About Features Downloads Getting Started Documentation Events Support GitHub

Site Tools


administration:robots.txt

robots.txt

A robots.txt file can be used to specify the way search engine crawlers are allowed to access your site. This is relevant to VuFind users for two reasons:

  • It may allow you to improve VuFind's performance by reducing the load placed on it by robots.
  • It may be necessary to comply with the licenses of third-party content providers (e.g. Summon).

Basic Syntax

The basics of robots.txt syntax can be found at The Web Robots Pages.

File Location

The most important thing to know about robots.txt is that it must exist at the root of your server. If VuFind is running in the root of your server, this means you can simply create a robots.txt file in VuFind's web folder (public/ in VuFind 2.x or later). If VuFind is running in a directory (the most common use case), you will need to place the robots.txt file in your Apache web root or manage it through your site's Content Management System (if applicable).

To summarize: the URL must be http://your-server/robots.txt. The file will not be found if it is http://your-server/vufind/robots.txt.

Example

Here is an excerpt from the robots.txt file currently used at Villanova:

User-agent: *
Disallow: /vufind/AJAX
Disallow: /vufind/Alphabrowse
Disallow: /vufind/Browse
Disallow: /vufind/Combined
Disallow: /vufind/EDS
Disallow: /vufind/EdsRecord
Disallow: /vufind/Search/Results
Disallow: /vufind/Summon
Disallow: /vufind/SummonRecord
Disallow: /vufind/AJAX/
Disallow: /vufind/Alphabrowse/
Disallow: /vufind/Browse/
Disallow: /vufind/Combined/
Disallow: /vufind/EDS/
Disallow: /vufind/EdsRecord/
Disallow: /vufind/Search/Results/
Disallow: /vufind/Summon/
Disallow: /vufind/SummonRecord/

This blocks access to the Combined, Summon and SummonRecord controllers to prevent access to Summon content. It also blocks the AJAX controller, since there is no reason for a search engine to be accessing this type of dynamic content.

Note that entries are included both with and without trailing slashes – we found this helpful in ensuring compliance by some crawlers, though it may not be strictly necessary.

Also note that we have to include the full path to VuFind, which (in our case) includes the /vufind/ prefix.

We've recently added the Browse module to avoid redundancy. We also disabled access to the Alphabrowse and Results pages in compliance with the Google crawling guidelines and to reduce server strain. We recommend providing a sitemap of all records to the bot to make sure each of your records is crawled.
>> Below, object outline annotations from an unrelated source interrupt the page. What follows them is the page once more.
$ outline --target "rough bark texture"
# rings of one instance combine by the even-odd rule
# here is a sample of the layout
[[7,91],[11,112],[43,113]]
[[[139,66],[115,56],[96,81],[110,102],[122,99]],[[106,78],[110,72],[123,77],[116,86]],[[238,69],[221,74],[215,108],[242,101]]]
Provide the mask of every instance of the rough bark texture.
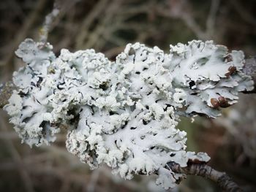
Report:
[[242,191],[239,186],[225,172],[216,171],[205,164],[190,163],[187,167],[181,167],[179,164],[175,162],[170,162],[167,164],[167,168],[177,173],[199,175],[208,178],[217,183],[225,191]]
[[245,61],[243,72],[252,77],[253,82],[255,82],[255,89],[249,92],[245,92],[244,93],[256,93],[256,55]]

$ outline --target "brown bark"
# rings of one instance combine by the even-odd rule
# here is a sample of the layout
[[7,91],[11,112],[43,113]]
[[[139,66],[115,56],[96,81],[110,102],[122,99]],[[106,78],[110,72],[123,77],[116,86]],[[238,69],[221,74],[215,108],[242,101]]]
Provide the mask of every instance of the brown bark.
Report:
[[239,186],[225,172],[219,172],[206,164],[190,163],[186,167],[181,167],[179,164],[175,162],[170,162],[167,164],[167,168],[176,173],[198,175],[209,179],[217,183],[225,191],[242,191]]

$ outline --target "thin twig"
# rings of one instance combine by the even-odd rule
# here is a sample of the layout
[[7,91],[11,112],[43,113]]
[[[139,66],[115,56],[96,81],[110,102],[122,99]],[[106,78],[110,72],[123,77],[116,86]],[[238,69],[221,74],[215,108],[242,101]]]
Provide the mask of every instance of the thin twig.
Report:
[[[2,118],[2,115],[1,115],[1,113],[0,113],[0,127],[4,131],[7,131],[8,130],[7,125],[5,124],[5,121]],[[20,177],[23,180],[24,185],[26,187],[26,191],[28,192],[34,191],[32,180],[27,170],[23,166],[23,162],[21,159],[21,157],[20,154],[18,153],[15,147],[14,146],[12,139],[9,139],[9,138],[4,138],[4,142],[8,146],[7,148],[10,150],[11,155],[12,156],[12,158],[15,163],[15,166],[18,169]]]
[[225,172],[218,172],[205,164],[191,163],[186,167],[181,167],[179,164],[172,161],[167,164],[167,167],[176,173],[198,175],[209,179],[217,183],[225,191],[242,191]]

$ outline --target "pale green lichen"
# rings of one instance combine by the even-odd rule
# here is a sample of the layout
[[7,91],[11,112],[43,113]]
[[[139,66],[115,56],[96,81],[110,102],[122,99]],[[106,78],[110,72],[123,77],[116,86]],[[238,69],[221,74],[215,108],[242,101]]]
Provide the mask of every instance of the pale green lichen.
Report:
[[210,159],[186,152],[179,116],[215,118],[253,88],[243,53],[212,42],[178,44],[169,54],[129,44],[116,62],[93,50],[64,49],[58,58],[51,50],[26,39],[16,51],[27,65],[14,73],[18,90],[4,108],[23,141],[48,144],[66,125],[67,150],[92,169],[106,164],[126,179],[158,174],[166,189],[184,177],[168,162]]

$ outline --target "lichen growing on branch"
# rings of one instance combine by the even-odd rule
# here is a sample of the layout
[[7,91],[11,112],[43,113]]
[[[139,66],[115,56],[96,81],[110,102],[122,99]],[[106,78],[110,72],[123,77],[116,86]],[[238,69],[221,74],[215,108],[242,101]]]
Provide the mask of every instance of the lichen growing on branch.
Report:
[[244,53],[211,41],[171,45],[169,54],[129,44],[115,62],[94,50],[56,57],[52,49],[27,39],[16,51],[26,65],[14,73],[18,88],[4,109],[23,142],[48,144],[64,125],[68,151],[92,169],[106,164],[126,179],[157,174],[166,189],[185,177],[168,162],[210,159],[186,151],[179,117],[215,118],[239,91],[253,89],[241,71]]

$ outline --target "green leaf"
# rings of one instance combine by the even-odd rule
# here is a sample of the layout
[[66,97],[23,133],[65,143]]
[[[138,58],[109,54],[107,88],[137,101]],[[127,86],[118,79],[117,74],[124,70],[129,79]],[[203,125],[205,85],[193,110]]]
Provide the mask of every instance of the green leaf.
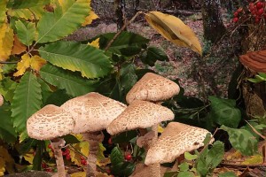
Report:
[[141,61],[150,66],[153,66],[157,60],[168,61],[168,55],[160,48],[148,47],[147,50],[144,52],[141,57]]
[[41,109],[42,89],[35,75],[25,73],[18,85],[12,102],[12,117],[16,131],[20,134],[20,141],[27,136],[27,119]]
[[15,27],[17,28],[18,37],[20,41],[27,46],[30,46],[35,40],[35,26],[32,22],[24,22],[20,20],[16,21]]
[[6,2],[7,0],[0,1],[0,27],[2,27],[2,24],[6,20]]
[[27,9],[30,7],[42,6],[50,3],[50,0],[19,0],[14,1],[13,9]]
[[54,12],[45,12],[37,24],[36,42],[43,43],[61,39],[75,31],[89,15],[89,0],[67,0],[58,5]]
[[237,177],[237,175],[232,172],[225,172],[223,173],[219,173],[219,177]]
[[258,141],[249,131],[246,129],[230,128],[222,126],[221,129],[229,135],[229,141],[232,147],[245,156],[252,156],[257,151]]
[[198,156],[195,154],[191,154],[189,152],[184,152],[184,158],[187,160],[195,160],[198,158]]
[[0,106],[0,139],[8,143],[13,143],[17,140],[17,134],[11,118],[11,110],[7,105]]
[[222,142],[215,142],[210,150],[206,149],[196,161],[196,169],[200,176],[207,176],[213,173],[214,169],[221,163],[224,154],[224,147]]
[[108,58],[100,50],[72,42],[58,42],[39,49],[41,57],[54,65],[79,71],[83,77],[106,75],[111,68]]
[[241,112],[236,108],[236,101],[209,96],[211,101],[210,116],[215,123],[230,127],[237,127],[241,119]]
[[74,97],[93,91],[97,82],[81,77],[78,73],[66,71],[51,64],[42,67],[40,75],[48,83],[60,89],[66,89],[66,93]]
[[194,173],[192,172],[180,172],[177,177],[194,177]]

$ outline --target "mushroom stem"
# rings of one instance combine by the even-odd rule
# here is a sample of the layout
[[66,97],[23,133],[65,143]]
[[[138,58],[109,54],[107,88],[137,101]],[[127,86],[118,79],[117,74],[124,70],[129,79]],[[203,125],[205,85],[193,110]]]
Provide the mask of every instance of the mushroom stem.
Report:
[[86,177],[96,176],[97,171],[97,153],[98,150],[98,143],[103,142],[104,135],[101,131],[88,132],[82,134],[83,140],[89,142],[90,150],[87,158],[87,173]]
[[54,150],[54,158],[56,158],[58,176],[66,177],[64,158],[61,148],[64,147],[66,142],[62,138],[54,138],[51,140],[51,145]]

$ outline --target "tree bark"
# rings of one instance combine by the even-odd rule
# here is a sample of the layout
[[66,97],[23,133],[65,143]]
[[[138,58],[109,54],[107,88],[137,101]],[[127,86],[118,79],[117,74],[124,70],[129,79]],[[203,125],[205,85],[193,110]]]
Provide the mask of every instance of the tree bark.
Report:
[[220,0],[201,0],[201,4],[204,38],[215,42],[226,32],[220,12]]

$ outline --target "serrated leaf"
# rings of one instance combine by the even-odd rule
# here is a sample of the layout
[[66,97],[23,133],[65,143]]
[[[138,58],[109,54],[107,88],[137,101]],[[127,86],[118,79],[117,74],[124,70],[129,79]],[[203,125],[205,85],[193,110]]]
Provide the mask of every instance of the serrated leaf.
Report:
[[87,78],[103,77],[112,67],[102,50],[78,42],[57,42],[40,48],[39,53],[52,65],[79,71]]
[[17,140],[17,134],[13,127],[12,112],[9,106],[0,106],[0,138],[7,143],[13,143]]
[[33,73],[26,73],[20,80],[14,92],[12,102],[12,117],[13,126],[20,134],[20,141],[27,138],[27,119],[35,112],[41,109],[42,94],[41,85]]
[[245,156],[252,156],[257,151],[258,141],[249,131],[246,129],[231,128],[222,126],[221,129],[229,135],[229,141],[235,150]]
[[48,83],[66,89],[72,96],[78,96],[95,89],[96,81],[90,81],[81,77],[77,73],[46,64],[40,71],[41,78]]
[[180,19],[160,12],[145,14],[149,25],[177,46],[187,47],[202,55],[200,43],[194,32]]
[[14,1],[13,9],[27,9],[30,7],[42,6],[50,3],[50,0],[23,0]]
[[[36,42],[61,39],[76,30],[89,15],[89,0],[68,0],[57,6],[54,12],[45,12],[37,24]],[[64,10],[64,11],[63,11]]]
[[32,22],[16,21],[15,27],[20,41],[27,46],[30,46],[35,37],[35,25]]
[[18,38],[18,35],[14,35],[14,45],[13,45],[13,48],[12,48],[12,55],[19,55],[22,52],[26,51],[26,46],[23,45],[19,38]]
[[209,96],[211,101],[210,116],[215,123],[230,127],[237,127],[241,119],[241,112],[236,108],[236,101]]
[[8,24],[0,27],[0,61],[6,61],[12,53],[14,41],[13,30]]
[[90,12],[90,15],[85,18],[85,21],[82,24],[82,27],[90,25],[94,19],[98,19],[98,16],[93,12]]

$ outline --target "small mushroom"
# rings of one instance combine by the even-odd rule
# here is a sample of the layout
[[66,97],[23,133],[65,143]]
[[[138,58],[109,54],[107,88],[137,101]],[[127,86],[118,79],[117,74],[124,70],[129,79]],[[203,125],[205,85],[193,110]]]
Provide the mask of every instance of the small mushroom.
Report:
[[61,151],[66,142],[59,136],[70,134],[74,127],[74,121],[72,116],[62,108],[52,104],[44,106],[27,120],[27,131],[29,137],[37,140],[51,140],[59,177],[66,176]]
[[96,175],[98,143],[104,139],[101,131],[126,107],[127,105],[96,92],[70,99],[61,105],[75,120],[73,133],[82,134],[83,139],[89,142],[86,176]]
[[2,106],[4,104],[4,97],[2,95],[0,95],[0,106]]
[[[149,149],[145,164],[163,164],[173,162],[181,154],[204,146],[203,141],[209,132],[206,129],[170,122],[158,141]],[[210,143],[214,142],[211,140]]]

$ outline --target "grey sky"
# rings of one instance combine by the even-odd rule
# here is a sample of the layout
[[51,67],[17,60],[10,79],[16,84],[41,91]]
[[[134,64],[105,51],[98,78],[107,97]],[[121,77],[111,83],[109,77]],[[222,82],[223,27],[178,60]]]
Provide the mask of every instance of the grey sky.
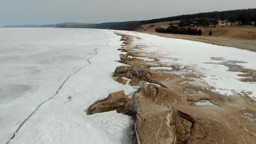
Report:
[[256,7],[255,0],[0,0],[0,26],[145,20]]

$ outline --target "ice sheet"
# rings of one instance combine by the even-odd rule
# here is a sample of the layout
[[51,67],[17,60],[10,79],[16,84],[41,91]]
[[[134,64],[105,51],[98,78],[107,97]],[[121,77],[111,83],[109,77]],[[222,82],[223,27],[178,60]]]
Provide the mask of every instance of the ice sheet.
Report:
[[59,88],[10,143],[129,143],[131,117],[115,111],[90,115],[83,111],[109,93],[136,90],[111,78],[121,65],[116,50],[120,36],[108,30],[21,28],[0,29],[0,143]]
[[132,45],[144,45],[141,52],[158,56],[160,62],[177,64],[181,67],[187,66],[193,69],[194,73],[203,74],[205,77],[198,81],[207,82],[216,88],[216,92],[226,95],[232,95],[233,92],[242,95],[243,92],[252,93],[249,96],[256,100],[256,82],[239,81],[244,78],[237,75],[240,73],[228,71],[228,68],[225,65],[206,63],[216,62],[211,58],[219,57],[221,59],[245,62],[237,64],[256,70],[255,52],[135,32],[119,32],[141,38],[141,39],[135,39]]

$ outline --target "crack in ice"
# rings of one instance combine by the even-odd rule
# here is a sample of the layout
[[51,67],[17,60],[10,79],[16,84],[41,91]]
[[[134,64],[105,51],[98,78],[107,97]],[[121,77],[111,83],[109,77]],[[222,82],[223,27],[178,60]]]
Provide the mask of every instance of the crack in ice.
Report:
[[68,77],[66,79],[65,79],[65,80],[63,82],[62,82],[62,83],[61,84],[61,85],[60,85],[60,86],[59,86],[59,88],[58,89],[58,90],[55,92],[55,94],[54,94],[54,95],[53,95],[50,98],[48,98],[46,100],[43,101],[40,105],[38,105],[36,108],[35,109],[35,110],[33,111],[32,111],[32,112],[31,112],[30,113],[30,114],[29,115],[29,116],[28,117],[27,117],[25,120],[24,120],[23,121],[22,121],[22,122],[20,124],[20,125],[19,125],[19,127],[18,127],[18,128],[17,128],[17,129],[16,130],[16,131],[15,131],[14,132],[13,132],[13,135],[12,136],[12,137],[10,137],[7,141],[5,143],[5,144],[10,144],[10,141],[11,140],[13,139],[15,137],[15,136],[16,136],[16,133],[19,131],[20,130],[20,128],[21,128],[21,127],[22,127],[22,126],[24,125],[24,124],[30,118],[30,117],[31,117],[31,116],[33,115],[34,115],[35,114],[35,113],[36,111],[37,111],[37,110],[38,110],[38,109],[39,109],[39,108],[40,108],[40,107],[41,107],[41,106],[43,104],[46,103],[48,101],[49,101],[51,99],[53,99],[53,98],[54,97],[55,97],[56,95],[58,95],[58,94],[59,93],[59,92],[62,88],[62,87],[63,86],[63,85],[64,85],[64,84],[69,79],[69,78],[71,76],[72,76],[73,75],[76,74],[78,72],[79,72],[80,70],[81,70],[81,69],[85,68],[86,66],[88,66],[88,65],[90,65],[90,64],[92,64],[92,62],[90,62],[90,59],[91,59],[91,58],[92,58],[93,56],[95,56],[95,55],[97,55],[97,52],[98,52],[97,51],[97,48],[95,48],[95,49],[94,49],[94,51],[95,51],[95,54],[94,55],[92,56],[91,56],[88,59],[87,59],[87,62],[88,62],[89,63],[89,64],[85,65],[85,66],[83,67],[82,68],[78,69],[78,70],[77,70],[76,71],[75,71],[75,72],[73,73],[71,75],[69,75],[69,77]]

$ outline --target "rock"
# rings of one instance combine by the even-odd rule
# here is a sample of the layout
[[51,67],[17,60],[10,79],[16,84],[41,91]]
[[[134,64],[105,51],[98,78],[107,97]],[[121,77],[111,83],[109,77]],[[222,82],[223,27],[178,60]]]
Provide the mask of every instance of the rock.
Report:
[[87,111],[87,115],[114,111],[122,107],[128,98],[124,91],[109,94],[108,98],[97,101],[91,105]]
[[120,54],[119,57],[120,58],[120,59],[121,61],[124,62],[125,61],[128,61],[131,60],[131,58],[130,58],[127,55],[125,54]]
[[128,81],[127,79],[124,79],[121,77],[119,77],[117,75],[112,75],[112,78],[115,81],[118,82],[123,85],[125,85]]

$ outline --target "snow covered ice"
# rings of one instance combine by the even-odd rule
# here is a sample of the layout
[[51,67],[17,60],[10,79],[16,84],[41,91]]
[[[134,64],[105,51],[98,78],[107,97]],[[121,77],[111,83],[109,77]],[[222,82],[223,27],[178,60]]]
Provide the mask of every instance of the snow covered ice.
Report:
[[[136,90],[111,77],[120,65],[116,61],[120,36],[108,30],[85,29],[1,29],[0,32],[0,143],[6,142],[69,76],[86,65],[42,105],[10,143],[129,141],[131,117],[114,111],[92,115],[83,111],[110,92],[123,89],[129,94]],[[87,61],[90,57],[91,65]]]
[[[234,92],[241,95],[248,93],[250,97],[256,100],[256,82],[241,82],[239,79],[244,77],[237,75],[243,73],[228,71],[229,68],[223,65],[209,63],[230,60],[237,62],[237,65],[245,68],[255,70],[255,52],[132,32],[120,33],[141,38],[141,39],[135,39],[133,43],[135,46],[144,46],[142,47],[144,48],[141,48],[140,52],[153,54],[160,62],[167,65],[177,64],[181,68],[189,67],[193,69],[194,73],[204,75],[195,80],[195,85],[202,85],[206,82],[209,86],[215,88],[214,91],[227,96],[235,96]],[[213,58],[219,59],[213,59]]]
[[[134,126],[131,117],[115,111],[93,115],[84,111],[109,93],[124,90],[129,95],[138,88],[111,78],[115,68],[123,65],[118,62],[121,52],[117,50],[122,42],[115,31],[141,38],[135,39],[133,44],[146,46],[141,52],[154,54],[167,65],[189,67],[193,72],[204,76],[195,84],[207,83],[227,96],[250,92],[249,96],[256,98],[255,82],[240,81],[241,77],[237,75],[240,72],[209,63],[223,59],[243,61],[246,62],[238,65],[256,70],[255,52],[133,32],[1,28],[0,143],[7,141],[36,107],[47,99],[10,143],[129,143]],[[213,60],[212,57],[223,59]]]

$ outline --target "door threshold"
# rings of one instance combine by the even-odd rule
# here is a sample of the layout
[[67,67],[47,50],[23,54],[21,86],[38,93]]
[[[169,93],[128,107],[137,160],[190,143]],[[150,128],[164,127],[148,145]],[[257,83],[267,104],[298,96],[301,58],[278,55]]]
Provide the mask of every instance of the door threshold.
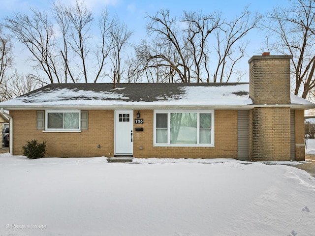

See here for more information: Search Engine Optimization

More Information

Google offers some answers to frequently asked questions. This explains some of Google's crawling behavior in more detail, including some important information such as the fact that a robots.txt “Disallow” directive may be ignored based on other criteria, and the “noindex” robots meta tag may be a stronger way to hide content.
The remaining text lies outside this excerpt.